# Powering cabs

Discussion in 'Amps and Cabs [BG]' started by Bluerskiesburnt, May 20, 2004.

1. ### Bluerskiesburnt

Mar 25, 2004
San Jose, Ca
would it be better to power a 400-watt cab at 8 ohms with a head at 8 ohms but only 150 watts of power, or the same cab but at 4 ohms with 300 watts?

2. ### Petebass

Dec 22, 2002
QLD Australia
It's actually not that different. I'll explain.

Lets start with option 1. Cab = 400w at 8ohms, and Head = 150W at 8 ohms. This will work fine. However 150 watts isn't very much, so you'll be tempted to run that amp so hard that it starts to distort (also called clipping). At this point the amp actually puts out more than it's rated 150 watts, but it's a dirty signal that can harm speakers. In this case it's not likely because even at 100% full clipping, the amp still won't put out 400w.

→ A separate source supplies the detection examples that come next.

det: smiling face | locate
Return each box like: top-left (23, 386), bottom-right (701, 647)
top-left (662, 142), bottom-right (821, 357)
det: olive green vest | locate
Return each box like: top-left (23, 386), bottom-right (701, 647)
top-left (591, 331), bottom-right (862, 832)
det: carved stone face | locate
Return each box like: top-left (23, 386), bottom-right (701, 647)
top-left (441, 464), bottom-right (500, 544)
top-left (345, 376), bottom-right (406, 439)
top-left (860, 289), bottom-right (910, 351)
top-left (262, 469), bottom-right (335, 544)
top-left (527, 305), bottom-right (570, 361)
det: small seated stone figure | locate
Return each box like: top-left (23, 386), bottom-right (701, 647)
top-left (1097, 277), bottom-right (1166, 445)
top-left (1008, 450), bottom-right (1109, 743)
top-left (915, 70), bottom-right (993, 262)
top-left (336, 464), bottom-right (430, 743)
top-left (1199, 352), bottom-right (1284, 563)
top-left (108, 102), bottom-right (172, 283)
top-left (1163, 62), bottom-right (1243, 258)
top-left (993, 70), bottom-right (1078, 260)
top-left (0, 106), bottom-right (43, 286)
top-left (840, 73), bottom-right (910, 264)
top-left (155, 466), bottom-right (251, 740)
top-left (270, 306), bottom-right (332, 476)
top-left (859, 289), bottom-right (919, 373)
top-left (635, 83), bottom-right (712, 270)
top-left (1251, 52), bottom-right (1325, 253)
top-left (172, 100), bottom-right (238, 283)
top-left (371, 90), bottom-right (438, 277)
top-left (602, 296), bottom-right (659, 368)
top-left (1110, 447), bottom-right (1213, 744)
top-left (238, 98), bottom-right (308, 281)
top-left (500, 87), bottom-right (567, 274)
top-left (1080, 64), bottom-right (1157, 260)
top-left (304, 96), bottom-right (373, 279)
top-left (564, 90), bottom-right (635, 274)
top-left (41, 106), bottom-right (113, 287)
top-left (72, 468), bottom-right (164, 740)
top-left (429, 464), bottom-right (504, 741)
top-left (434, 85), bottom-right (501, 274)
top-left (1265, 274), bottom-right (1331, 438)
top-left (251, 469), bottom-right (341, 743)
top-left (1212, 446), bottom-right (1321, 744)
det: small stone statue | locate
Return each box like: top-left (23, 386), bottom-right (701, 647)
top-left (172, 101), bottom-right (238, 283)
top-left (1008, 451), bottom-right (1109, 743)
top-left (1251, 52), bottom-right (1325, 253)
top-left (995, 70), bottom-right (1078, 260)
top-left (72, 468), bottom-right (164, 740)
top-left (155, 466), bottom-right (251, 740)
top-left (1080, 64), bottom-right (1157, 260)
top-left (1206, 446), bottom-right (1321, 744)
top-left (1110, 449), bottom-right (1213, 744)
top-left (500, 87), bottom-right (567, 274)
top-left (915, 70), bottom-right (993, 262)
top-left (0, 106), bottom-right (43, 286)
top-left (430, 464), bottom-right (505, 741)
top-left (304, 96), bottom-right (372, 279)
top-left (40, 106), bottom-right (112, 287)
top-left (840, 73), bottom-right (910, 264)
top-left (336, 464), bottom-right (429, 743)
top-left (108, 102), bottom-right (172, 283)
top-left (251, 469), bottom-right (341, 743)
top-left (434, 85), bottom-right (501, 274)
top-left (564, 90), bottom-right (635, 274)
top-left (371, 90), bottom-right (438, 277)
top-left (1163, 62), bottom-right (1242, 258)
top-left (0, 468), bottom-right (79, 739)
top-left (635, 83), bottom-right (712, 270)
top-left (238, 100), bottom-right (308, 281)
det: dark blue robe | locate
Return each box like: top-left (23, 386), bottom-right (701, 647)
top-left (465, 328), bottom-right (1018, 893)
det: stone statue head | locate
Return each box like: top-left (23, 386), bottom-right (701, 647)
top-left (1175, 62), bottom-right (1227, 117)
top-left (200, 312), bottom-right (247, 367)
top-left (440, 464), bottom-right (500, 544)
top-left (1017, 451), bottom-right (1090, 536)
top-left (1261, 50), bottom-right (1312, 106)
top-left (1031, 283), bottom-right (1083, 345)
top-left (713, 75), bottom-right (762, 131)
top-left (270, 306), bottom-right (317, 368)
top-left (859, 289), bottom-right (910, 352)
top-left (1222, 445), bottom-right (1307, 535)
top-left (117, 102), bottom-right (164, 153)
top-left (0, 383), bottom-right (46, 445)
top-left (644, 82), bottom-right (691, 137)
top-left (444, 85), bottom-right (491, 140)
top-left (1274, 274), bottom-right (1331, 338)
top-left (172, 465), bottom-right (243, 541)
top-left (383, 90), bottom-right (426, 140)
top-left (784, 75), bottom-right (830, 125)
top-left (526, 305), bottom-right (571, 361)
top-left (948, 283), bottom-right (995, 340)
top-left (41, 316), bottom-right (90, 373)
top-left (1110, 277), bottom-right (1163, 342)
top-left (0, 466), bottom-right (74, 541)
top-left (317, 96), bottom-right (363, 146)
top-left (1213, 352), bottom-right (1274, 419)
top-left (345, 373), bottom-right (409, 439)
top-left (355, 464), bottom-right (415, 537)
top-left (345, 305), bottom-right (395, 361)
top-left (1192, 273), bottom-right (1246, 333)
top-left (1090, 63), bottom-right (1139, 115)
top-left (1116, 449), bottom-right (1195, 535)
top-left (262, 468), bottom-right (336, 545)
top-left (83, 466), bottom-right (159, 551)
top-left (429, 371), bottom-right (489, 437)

OK Option 2. Same cab, but an amp rated at 300w at 4 ohms.
This means the amp can haldle a 4 ohm minimum load, and at that level of resistance, it puts out 300w. You'll be running an 8 ohm load which will work fine, but at that level of resistance, that amp can't push the whole 300w. A 30% reduction is a quick rule of thumb when you double the impedance. So with an 8 ohm cab connected, tha amp puts out about 200W.

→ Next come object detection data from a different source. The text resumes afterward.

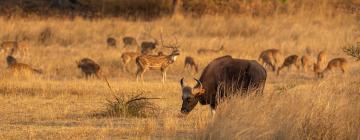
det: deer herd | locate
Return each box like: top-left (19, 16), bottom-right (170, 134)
top-left (0, 34), bottom-right (348, 83)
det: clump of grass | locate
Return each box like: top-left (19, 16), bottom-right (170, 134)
top-left (103, 93), bottom-right (160, 117)
top-left (343, 43), bottom-right (360, 61)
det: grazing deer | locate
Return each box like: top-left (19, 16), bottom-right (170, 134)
top-left (317, 50), bottom-right (327, 69)
top-left (106, 37), bottom-right (117, 48)
top-left (314, 58), bottom-right (348, 78)
top-left (301, 55), bottom-right (314, 72)
top-left (0, 41), bottom-right (29, 56)
top-left (6, 55), bottom-right (43, 74)
top-left (277, 55), bottom-right (301, 75)
top-left (123, 36), bottom-right (139, 48)
top-left (184, 56), bottom-right (199, 73)
top-left (197, 45), bottom-right (225, 55)
top-left (121, 52), bottom-right (141, 72)
top-left (258, 49), bottom-right (283, 72)
top-left (76, 58), bottom-right (100, 79)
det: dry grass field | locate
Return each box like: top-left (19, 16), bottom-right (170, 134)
top-left (0, 7), bottom-right (360, 140)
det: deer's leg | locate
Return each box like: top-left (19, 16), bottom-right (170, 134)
top-left (136, 67), bottom-right (142, 82)
top-left (340, 66), bottom-right (346, 73)
top-left (161, 69), bottom-right (166, 84)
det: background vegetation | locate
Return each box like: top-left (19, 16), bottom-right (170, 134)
top-left (0, 0), bottom-right (360, 139)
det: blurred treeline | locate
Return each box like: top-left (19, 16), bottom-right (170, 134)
top-left (0, 0), bottom-right (360, 19)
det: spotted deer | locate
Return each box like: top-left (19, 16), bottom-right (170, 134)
top-left (0, 41), bottom-right (29, 56)
top-left (140, 39), bottom-right (159, 55)
top-left (301, 55), bottom-right (314, 72)
top-left (184, 56), bottom-right (199, 73)
top-left (123, 36), bottom-right (139, 48)
top-left (258, 49), bottom-right (283, 72)
top-left (106, 37), bottom-right (117, 48)
top-left (136, 37), bottom-right (180, 83)
top-left (316, 50), bottom-right (327, 69)
top-left (197, 45), bottom-right (225, 55)
top-left (277, 55), bottom-right (301, 75)
top-left (121, 52), bottom-right (141, 72)
top-left (6, 55), bottom-right (43, 74)
top-left (314, 58), bottom-right (348, 78)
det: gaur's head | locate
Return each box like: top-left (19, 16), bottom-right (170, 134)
top-left (180, 78), bottom-right (205, 114)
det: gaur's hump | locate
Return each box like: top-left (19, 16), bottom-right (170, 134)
top-left (213, 55), bottom-right (232, 61)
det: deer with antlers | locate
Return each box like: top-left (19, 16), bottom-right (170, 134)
top-left (136, 35), bottom-right (180, 83)
top-left (0, 41), bottom-right (29, 56)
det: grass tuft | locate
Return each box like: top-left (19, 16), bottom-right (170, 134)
top-left (104, 93), bottom-right (160, 117)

So what's the difference between 150w and 200w. Not much actually. To double your volume, you need to multiply your amp watts by 10. Doubling your watts gives an increase in volume of 3dB.

However Option 2 leaves you with a little more headroom. It also allows you to extend your rig later on by adding a second cabinet. Provided the second cab is also 8 ohms, the 2 cabs will combine to give a 4 ohm load, so now you're getting the full 300w from the amp. Not only that, you also get an increase in dB because the 2 speakers will couple and help each other out.

3. ### Joris

Petebass, I second that fully. Excellent advice!!